About the job
At Genmo, we are at the forefront of advancing artificial intelligence through innovative research in video generation. Our mission is to construct open, cutting-edge models that will ultimately contribute to the realization of Artificial General Intelligence (AGI). As part of our dynamic team, you will play a pivotal role in redefining the future of AI and expanding the horizons of video creation.
We are looking for a skilled GPU Performance Engineer who can extract maximum performance from our H100 infrastructure and fine-tune our model serving stack to achieve unparalleled efficiency. If you are passionate about optimizing performance, particularly at the microsecond level, and thrive on pushing hardware to its limits, this is the perfect opportunity for you.
Key Responsibilities
Utilize advanced profiling tools such as Nsight Systems and nvprof to analyze and enhance GPU workloads.

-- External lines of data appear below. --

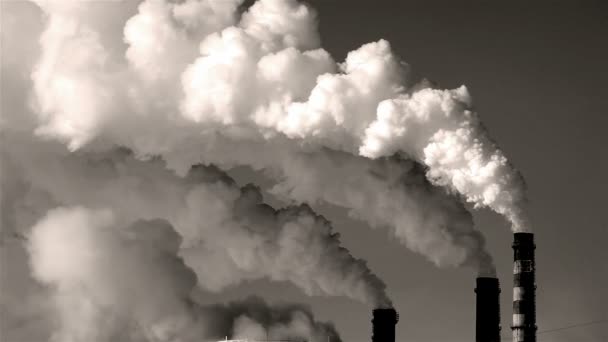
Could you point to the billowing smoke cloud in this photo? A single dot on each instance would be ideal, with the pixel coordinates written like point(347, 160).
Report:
point(227, 231)
point(190, 83)
point(128, 284)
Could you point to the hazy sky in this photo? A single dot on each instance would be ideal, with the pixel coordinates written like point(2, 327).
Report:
point(539, 78)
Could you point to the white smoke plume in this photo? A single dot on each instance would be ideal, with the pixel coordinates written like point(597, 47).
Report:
point(227, 231)
point(112, 283)
point(262, 93)
point(199, 82)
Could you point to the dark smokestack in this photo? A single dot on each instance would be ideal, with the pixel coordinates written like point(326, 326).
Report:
point(524, 287)
point(384, 323)
point(487, 322)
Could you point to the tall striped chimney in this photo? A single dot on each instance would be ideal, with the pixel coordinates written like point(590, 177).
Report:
point(487, 321)
point(524, 287)
point(384, 322)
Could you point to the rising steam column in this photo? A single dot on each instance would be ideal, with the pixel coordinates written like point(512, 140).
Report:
point(487, 322)
point(384, 323)
point(524, 287)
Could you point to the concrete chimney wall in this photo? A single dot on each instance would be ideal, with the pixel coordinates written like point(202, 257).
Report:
point(384, 322)
point(524, 288)
point(487, 321)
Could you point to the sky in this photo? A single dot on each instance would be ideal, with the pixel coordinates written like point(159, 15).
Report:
point(537, 75)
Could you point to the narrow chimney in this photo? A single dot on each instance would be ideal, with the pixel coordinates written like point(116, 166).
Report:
point(524, 287)
point(384, 322)
point(487, 322)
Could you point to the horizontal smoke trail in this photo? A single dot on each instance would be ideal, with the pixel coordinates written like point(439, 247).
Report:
point(227, 231)
point(116, 284)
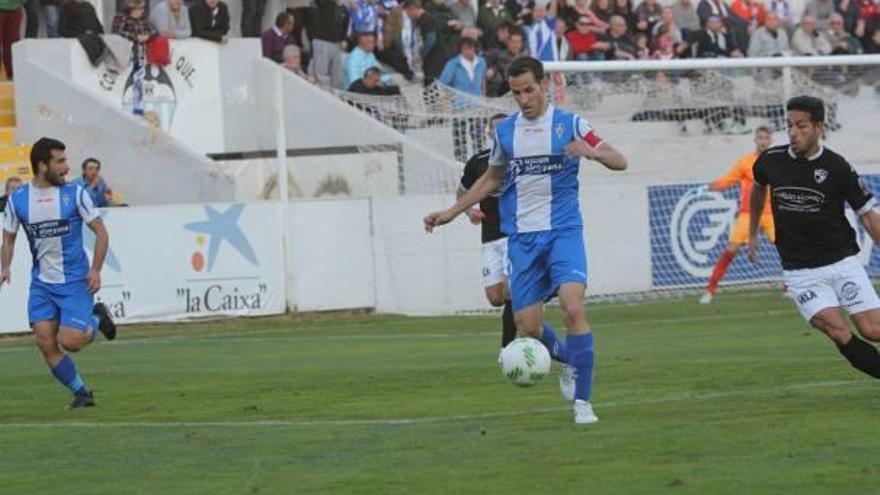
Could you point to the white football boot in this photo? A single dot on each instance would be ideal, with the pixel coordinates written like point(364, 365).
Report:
point(583, 413)
point(566, 382)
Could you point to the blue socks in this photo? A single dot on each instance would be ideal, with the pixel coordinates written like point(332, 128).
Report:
point(580, 355)
point(65, 372)
point(556, 348)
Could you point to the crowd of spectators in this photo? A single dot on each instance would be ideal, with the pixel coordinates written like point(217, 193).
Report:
point(339, 40)
point(90, 180)
point(422, 36)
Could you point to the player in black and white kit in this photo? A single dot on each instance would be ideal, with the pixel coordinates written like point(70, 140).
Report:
point(809, 186)
point(494, 254)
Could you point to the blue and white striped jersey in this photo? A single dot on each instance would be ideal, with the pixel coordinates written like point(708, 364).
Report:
point(53, 219)
point(541, 186)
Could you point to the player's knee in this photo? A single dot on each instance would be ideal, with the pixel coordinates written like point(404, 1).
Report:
point(871, 331)
point(72, 341)
point(495, 295)
point(573, 312)
point(835, 330)
point(47, 345)
point(528, 328)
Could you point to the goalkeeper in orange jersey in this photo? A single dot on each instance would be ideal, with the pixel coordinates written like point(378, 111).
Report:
point(741, 174)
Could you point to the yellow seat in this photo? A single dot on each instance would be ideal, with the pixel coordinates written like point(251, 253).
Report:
point(15, 162)
point(7, 136)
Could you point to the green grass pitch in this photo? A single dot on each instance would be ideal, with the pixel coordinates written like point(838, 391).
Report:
point(738, 397)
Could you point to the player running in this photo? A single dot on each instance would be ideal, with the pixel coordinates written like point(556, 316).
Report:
point(62, 289)
point(494, 251)
point(741, 174)
point(536, 155)
point(809, 185)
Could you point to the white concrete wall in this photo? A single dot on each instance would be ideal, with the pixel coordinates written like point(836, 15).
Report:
point(146, 166)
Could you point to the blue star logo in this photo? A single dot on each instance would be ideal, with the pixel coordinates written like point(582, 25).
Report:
point(223, 227)
point(89, 244)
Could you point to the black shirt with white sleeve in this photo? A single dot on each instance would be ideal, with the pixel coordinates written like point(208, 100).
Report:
point(808, 197)
point(473, 170)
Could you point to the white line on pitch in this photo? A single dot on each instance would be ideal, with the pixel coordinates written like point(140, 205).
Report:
point(687, 397)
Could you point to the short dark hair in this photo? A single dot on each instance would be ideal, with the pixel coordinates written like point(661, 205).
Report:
point(9, 182)
point(467, 41)
point(523, 65)
point(815, 107)
point(42, 151)
point(91, 160)
point(282, 18)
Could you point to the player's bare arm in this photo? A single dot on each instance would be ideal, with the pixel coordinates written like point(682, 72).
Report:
point(475, 215)
point(484, 186)
point(102, 242)
point(604, 153)
point(871, 221)
point(759, 193)
point(6, 257)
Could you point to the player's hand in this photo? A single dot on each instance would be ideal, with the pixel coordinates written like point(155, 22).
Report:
point(437, 219)
point(93, 280)
point(579, 147)
point(475, 215)
point(753, 250)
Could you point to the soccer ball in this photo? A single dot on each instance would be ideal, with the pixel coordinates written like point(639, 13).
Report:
point(525, 362)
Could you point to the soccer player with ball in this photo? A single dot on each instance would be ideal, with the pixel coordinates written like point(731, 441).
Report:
point(536, 155)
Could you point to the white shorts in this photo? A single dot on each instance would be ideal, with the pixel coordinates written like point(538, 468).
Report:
point(494, 256)
point(843, 284)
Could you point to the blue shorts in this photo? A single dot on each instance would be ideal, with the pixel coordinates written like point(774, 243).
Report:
point(70, 304)
point(542, 261)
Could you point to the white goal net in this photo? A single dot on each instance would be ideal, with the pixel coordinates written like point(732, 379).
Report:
point(681, 125)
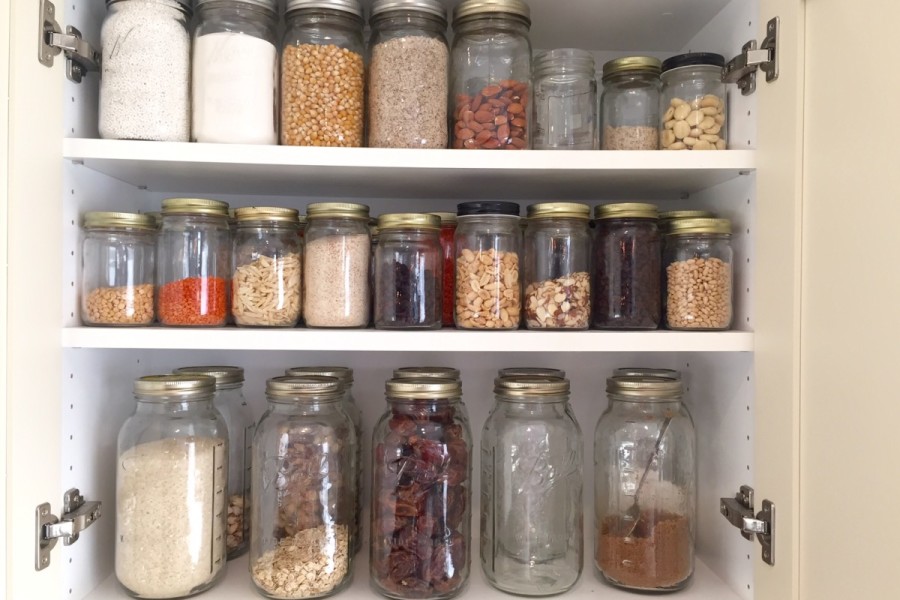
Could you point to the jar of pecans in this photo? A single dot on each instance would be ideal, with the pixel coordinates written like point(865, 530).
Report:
point(303, 492)
point(118, 257)
point(322, 74)
point(421, 491)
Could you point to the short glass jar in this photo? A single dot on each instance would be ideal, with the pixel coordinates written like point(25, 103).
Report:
point(193, 254)
point(488, 243)
point(629, 104)
point(322, 74)
point(557, 266)
point(408, 272)
point(626, 267)
point(239, 422)
point(171, 478)
point(303, 491)
point(421, 491)
point(146, 47)
point(699, 279)
point(693, 103)
point(645, 486)
point(268, 261)
point(531, 473)
point(234, 72)
point(408, 67)
point(118, 256)
point(336, 263)
point(490, 75)
point(565, 100)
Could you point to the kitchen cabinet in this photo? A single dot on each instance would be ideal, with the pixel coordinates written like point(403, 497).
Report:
point(67, 387)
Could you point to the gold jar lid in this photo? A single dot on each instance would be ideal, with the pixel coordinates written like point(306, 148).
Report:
point(635, 210)
point(116, 220)
point(545, 210)
point(337, 209)
point(408, 220)
point(194, 206)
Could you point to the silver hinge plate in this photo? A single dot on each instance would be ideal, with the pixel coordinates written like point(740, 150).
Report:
point(78, 514)
point(742, 68)
point(80, 56)
point(739, 512)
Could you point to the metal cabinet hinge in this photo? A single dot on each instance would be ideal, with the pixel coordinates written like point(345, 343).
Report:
point(742, 68)
point(80, 56)
point(78, 514)
point(739, 512)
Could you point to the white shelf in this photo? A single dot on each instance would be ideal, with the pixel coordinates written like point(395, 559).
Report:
point(445, 340)
point(382, 173)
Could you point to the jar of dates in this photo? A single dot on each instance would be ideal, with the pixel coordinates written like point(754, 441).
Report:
point(490, 75)
point(421, 491)
point(304, 488)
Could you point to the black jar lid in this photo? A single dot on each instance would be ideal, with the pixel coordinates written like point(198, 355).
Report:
point(487, 207)
point(693, 59)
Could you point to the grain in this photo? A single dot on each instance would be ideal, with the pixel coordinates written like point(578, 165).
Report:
point(322, 90)
point(266, 291)
point(408, 93)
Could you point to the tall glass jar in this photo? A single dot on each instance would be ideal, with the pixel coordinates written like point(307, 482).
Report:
point(408, 68)
point(336, 264)
point(118, 258)
point(532, 512)
point(699, 277)
point(303, 490)
point(693, 103)
point(266, 285)
point(490, 75)
point(629, 105)
point(193, 254)
point(645, 485)
point(557, 259)
point(322, 74)
point(626, 267)
point(171, 483)
point(488, 289)
point(146, 48)
point(565, 100)
point(235, 72)
point(408, 274)
point(421, 491)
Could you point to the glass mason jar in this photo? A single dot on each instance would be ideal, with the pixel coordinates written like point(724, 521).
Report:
point(118, 256)
point(322, 74)
point(171, 480)
point(408, 68)
point(531, 472)
point(266, 285)
point(239, 422)
point(146, 47)
point(629, 104)
point(699, 279)
point(235, 72)
point(645, 485)
point(408, 272)
point(193, 254)
point(626, 267)
point(336, 265)
point(303, 490)
point(421, 491)
point(345, 376)
point(693, 103)
point(565, 100)
point(490, 75)
point(488, 240)
point(557, 258)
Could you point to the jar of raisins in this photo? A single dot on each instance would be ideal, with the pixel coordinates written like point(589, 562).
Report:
point(421, 491)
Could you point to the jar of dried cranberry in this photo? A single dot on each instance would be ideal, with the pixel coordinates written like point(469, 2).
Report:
point(421, 491)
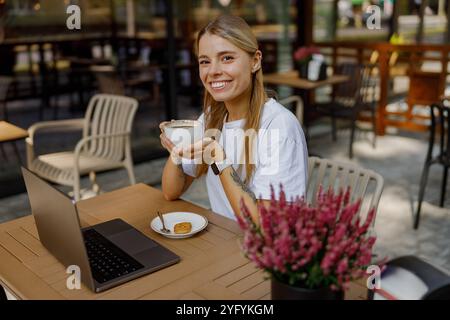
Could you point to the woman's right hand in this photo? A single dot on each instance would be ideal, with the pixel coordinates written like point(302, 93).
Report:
point(165, 142)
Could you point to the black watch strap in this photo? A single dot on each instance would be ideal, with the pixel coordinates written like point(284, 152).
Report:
point(215, 169)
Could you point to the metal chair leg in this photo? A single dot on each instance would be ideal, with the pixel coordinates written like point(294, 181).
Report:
point(423, 183)
point(16, 150)
point(443, 186)
point(3, 296)
point(333, 128)
point(352, 138)
point(3, 152)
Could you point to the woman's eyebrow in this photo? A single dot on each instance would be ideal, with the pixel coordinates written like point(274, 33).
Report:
point(220, 53)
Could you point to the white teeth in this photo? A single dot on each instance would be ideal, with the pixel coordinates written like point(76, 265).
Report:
point(218, 85)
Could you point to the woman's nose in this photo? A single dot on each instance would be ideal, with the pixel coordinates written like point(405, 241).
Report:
point(215, 68)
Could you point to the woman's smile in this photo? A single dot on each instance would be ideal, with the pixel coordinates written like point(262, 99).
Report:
point(220, 85)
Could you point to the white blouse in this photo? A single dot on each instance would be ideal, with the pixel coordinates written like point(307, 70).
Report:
point(281, 157)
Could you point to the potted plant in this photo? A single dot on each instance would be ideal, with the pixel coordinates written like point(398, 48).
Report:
point(310, 252)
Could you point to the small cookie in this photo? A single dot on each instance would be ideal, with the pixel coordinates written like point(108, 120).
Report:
point(182, 227)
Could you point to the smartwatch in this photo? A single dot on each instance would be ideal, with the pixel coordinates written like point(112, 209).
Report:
point(218, 167)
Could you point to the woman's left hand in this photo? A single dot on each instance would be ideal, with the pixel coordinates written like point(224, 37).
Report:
point(207, 150)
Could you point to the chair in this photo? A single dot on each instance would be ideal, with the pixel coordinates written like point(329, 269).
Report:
point(110, 82)
point(5, 84)
point(299, 106)
point(105, 144)
point(336, 175)
point(411, 278)
point(440, 121)
point(350, 98)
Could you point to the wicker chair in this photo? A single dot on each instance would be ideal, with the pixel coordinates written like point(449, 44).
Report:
point(5, 84)
point(105, 144)
point(336, 175)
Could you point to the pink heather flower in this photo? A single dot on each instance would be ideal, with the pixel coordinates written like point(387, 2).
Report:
point(293, 238)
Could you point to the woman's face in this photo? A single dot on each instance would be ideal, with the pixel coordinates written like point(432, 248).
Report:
point(225, 70)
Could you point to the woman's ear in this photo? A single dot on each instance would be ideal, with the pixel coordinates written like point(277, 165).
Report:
point(257, 58)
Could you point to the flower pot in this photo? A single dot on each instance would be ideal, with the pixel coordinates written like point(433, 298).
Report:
point(283, 291)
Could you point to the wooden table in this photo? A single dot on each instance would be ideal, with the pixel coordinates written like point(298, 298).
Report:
point(212, 265)
point(11, 133)
point(291, 79)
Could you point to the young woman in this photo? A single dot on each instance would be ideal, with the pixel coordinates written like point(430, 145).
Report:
point(270, 146)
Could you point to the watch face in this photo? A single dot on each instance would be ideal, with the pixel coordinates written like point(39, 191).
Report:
point(215, 169)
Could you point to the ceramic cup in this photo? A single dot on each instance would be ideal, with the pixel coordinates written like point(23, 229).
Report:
point(183, 132)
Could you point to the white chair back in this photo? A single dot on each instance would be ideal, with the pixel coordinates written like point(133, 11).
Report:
point(109, 115)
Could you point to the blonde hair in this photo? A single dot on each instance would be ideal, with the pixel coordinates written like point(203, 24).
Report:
point(238, 32)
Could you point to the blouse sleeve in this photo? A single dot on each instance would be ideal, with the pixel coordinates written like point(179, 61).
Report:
point(285, 163)
point(188, 165)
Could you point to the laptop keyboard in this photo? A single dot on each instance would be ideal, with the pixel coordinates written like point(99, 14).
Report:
point(107, 260)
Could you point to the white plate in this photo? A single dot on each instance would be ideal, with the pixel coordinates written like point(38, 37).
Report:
point(172, 218)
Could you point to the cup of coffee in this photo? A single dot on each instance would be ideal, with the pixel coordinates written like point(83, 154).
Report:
point(183, 132)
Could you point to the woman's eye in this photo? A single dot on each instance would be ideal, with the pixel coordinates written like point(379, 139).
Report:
point(227, 58)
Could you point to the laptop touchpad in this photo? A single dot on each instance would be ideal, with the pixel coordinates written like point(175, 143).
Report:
point(132, 241)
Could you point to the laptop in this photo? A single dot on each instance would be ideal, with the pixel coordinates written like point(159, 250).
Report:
point(108, 254)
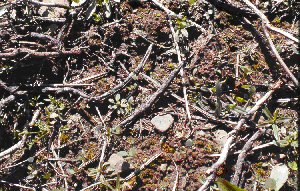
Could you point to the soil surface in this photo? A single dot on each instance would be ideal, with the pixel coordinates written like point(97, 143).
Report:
point(69, 81)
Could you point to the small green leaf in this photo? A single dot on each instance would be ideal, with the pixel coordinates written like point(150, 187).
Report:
point(279, 174)
point(117, 97)
point(270, 184)
point(240, 99)
point(283, 143)
point(189, 143)
point(246, 70)
point(246, 87)
point(132, 151)
point(276, 132)
point(267, 112)
point(191, 2)
point(218, 89)
point(293, 165)
point(224, 185)
point(275, 114)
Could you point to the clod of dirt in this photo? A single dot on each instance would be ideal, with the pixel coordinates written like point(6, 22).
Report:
point(162, 123)
point(117, 164)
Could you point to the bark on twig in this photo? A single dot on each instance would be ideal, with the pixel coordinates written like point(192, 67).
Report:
point(21, 143)
point(139, 111)
point(32, 53)
point(241, 158)
point(231, 138)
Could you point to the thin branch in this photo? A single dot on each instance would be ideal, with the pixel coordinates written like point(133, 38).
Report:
point(127, 80)
point(171, 13)
point(33, 53)
point(181, 71)
point(267, 22)
point(145, 106)
point(21, 143)
point(232, 136)
point(247, 147)
point(58, 5)
point(108, 93)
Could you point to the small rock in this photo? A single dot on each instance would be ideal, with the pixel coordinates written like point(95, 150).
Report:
point(162, 123)
point(118, 164)
point(189, 143)
point(221, 137)
point(163, 167)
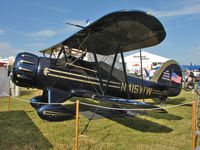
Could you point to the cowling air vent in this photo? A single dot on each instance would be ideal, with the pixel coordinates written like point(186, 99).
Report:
point(25, 69)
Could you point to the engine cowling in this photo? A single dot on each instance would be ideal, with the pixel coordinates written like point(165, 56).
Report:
point(25, 69)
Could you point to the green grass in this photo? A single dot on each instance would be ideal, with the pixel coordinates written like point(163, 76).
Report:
point(21, 128)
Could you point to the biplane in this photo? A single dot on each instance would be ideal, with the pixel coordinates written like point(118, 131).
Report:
point(67, 72)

Develop high-performance CUDA and Triton kernels to optimize essential model functions.
Reduce cold start latency from seconds to mere milliseconds in our serving infrastructure.
Optimize memory access patterns, implement kernel fusion, and maximize GPU utilization.
Collaborate closely with machine learning engineers to optimize model implementations.
Diagnose and resolve performance issues throughout the application and hardware stack.
Implement custom memory pooling and allocation strategies to enhance performance.
Promote performance optimization techniques and foster a culture of excellence across teams.